Viburnum macrocephalum (Chinese Snowball) is one of my favorite small landscape trees. It tolerates full sun and part shade, and once established, it’s fairly drought tolerant. Many people mistake this tree for a hydrangea, because the flowers are similar. However, unlike hydrangeas, viburnums are deer resistant. I’ve never seen one of these trees damaged by wildlife, and just look at the size of those flower heads. Use a specimen tree like this as a focal point in your landscape, so that when April arrives, all eyes are upon it.

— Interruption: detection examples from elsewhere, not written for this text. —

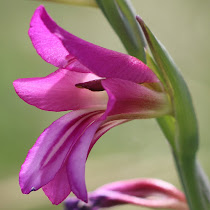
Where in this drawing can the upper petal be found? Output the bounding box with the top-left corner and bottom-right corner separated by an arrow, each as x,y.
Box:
19,110 -> 101,195
13,69 -> 107,111
29,6 -> 158,83
102,79 -> 171,119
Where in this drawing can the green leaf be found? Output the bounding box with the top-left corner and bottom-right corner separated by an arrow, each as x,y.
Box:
137,17 -> 198,157
96,0 -> 146,63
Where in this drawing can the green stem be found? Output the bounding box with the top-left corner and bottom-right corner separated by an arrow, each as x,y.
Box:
173,152 -> 208,210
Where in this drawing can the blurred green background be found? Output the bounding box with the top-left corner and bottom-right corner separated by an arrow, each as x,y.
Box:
0,0 -> 210,210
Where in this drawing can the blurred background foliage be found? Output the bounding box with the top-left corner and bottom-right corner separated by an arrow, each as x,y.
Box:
0,0 -> 210,210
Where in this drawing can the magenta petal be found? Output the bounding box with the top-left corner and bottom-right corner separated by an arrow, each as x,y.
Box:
28,6 -> 71,68
42,165 -> 71,205
13,69 -> 107,111
67,120 -> 102,202
102,79 -> 170,119
29,6 -> 159,83
93,179 -> 188,210
19,110 -> 101,194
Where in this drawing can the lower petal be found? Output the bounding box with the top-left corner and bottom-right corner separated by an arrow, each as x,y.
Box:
42,165 -> 71,205
19,110 -> 101,194
13,69 -> 107,112
67,120 -> 102,202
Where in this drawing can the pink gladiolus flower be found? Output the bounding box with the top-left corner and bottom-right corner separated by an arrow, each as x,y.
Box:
14,6 -> 171,204
64,179 -> 188,210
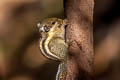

While we are on the subject of deer proof plant materials, and favorite April-bloomers, let’s talk about herbaceous peonies. These long-lived perennials are tough as nails, they thrive here in the Atlanta-metro area, and are drought tolerant once established. Choices include fully-double peonies, or single-petal varieties. The doubles are very fragrant, but they may topple over without support, especially in heavy spring rains. My personal favorites are the single-petal varieties, like ‘Red Emperor’ and ‘Krinkled White’ because they withstand heavy down pours. The two most important things to remember about growing peonies is (1) make sure they have good drainage, and (2) keep the “eyes” (or the “crown”) of the plant at ground level during the winter (and don’t bury them in mulch). Peonies will bloom better when nipped by cold weather, so they appreciate the extra winter exposure. Garden centers often carry peonies when they are in bloom, so it’s easy to choose your favorite color. For best results, plant in groups of three, and expect peonies to multiply over time, providing years of spectacular blooms. If you want to start peonies from bare roots (“tubers”), wait until fall to plant them. There are many fine mail order sources for bare root peonies, and it’s a much more cost-effective way to expand your perennial collection.